The next day, Michelle gave birth to a healthy, blue-eyed girl they named Layla Rayn.

And just like that, living in the tent became unthinkable.

But getting out of the desert is harder than ever amid the recession, the Browers say. You need to create and print resumes, you need a phone, and you need clean clothes for interviews. Getting all of that lined up takes a lot longer when you have to ride a bus for two hours across town just to shower and the only phone you have is at a friend’s house.

That hasn’t left much time for job hunting. They guess they’ve each applied for more than 100 jobs. They’ve been turned down each time. Businesses would rather hire workers with more stable lives.

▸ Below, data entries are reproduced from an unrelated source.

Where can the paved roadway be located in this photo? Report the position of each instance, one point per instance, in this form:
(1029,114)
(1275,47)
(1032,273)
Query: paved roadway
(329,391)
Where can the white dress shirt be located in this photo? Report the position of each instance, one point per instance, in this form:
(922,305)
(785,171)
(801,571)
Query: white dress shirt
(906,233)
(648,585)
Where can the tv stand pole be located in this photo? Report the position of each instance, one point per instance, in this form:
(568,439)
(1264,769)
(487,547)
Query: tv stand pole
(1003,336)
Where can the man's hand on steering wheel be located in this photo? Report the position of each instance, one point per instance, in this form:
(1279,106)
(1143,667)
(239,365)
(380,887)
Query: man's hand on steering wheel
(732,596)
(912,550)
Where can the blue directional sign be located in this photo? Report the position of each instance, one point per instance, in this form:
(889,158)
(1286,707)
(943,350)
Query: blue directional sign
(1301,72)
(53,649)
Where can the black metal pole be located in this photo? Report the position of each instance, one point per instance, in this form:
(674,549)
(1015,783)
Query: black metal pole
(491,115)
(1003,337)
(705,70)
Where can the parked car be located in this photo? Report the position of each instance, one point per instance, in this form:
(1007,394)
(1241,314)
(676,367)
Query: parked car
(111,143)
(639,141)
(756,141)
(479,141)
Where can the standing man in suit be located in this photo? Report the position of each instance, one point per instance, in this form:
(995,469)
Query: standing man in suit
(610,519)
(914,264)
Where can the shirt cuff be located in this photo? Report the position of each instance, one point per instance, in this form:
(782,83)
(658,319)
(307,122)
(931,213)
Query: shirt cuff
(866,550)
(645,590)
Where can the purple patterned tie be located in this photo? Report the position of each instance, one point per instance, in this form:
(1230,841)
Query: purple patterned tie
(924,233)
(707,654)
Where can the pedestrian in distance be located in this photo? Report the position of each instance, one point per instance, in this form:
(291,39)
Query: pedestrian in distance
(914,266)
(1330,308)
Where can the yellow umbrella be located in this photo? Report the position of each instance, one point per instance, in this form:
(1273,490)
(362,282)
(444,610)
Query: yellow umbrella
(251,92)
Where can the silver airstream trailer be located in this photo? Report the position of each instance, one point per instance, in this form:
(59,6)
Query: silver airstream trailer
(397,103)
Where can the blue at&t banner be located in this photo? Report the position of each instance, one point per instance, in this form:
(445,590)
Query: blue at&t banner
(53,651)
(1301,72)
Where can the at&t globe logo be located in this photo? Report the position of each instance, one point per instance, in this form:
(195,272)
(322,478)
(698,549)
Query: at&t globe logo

“That’s been the hardest part of living on the street,” John says. “Even the littlest things are harder.”

The Browers are not alone.

In 2009, an estimated 13,350 homeless people were in Clark County, according to county records. That’s 17 percent over 2007 numbers.

Of those, about 6,640 were living on the streets or in the desert.

The National Alliance to End Homelessness says that’s a drop in the bucket. The group says there are 39,760 Nevadans, mostly in Southern Nevada, couch surfing or in families that are “doubling up” in single-family homes to share expenses. It claims Las Vegas has the fourth highest homelessness rate in the country, behind Detroit, New York City and Los Angeles.

The Browers are determined to beat the odds and get back on their feet.

“You can’t have a baby in the desert, ” Michelle says. “We knew there had to be something out there for us. We just had to look harder.”

When Michelle got out of the hospital, they convinced an ex-girlfriend of John’s to take them in for a couple of weeks while they looked for help with housing and jobs. They have begun job hunting with renewed vigor. Michelle has applied for financial aid and hopes to go back to community college. John wants to eventually attend trade school.

“Something with a future,” he says.

And about a month ago the Browers found more permanent housing, 10 months after moving into the desert, through a program called Straight From the Streets. It turns out the group could have provided them shelter all along.

“I wish I’d known about them, but it’s OK,” Michelle says. “We’re looking forward now. Just forward.”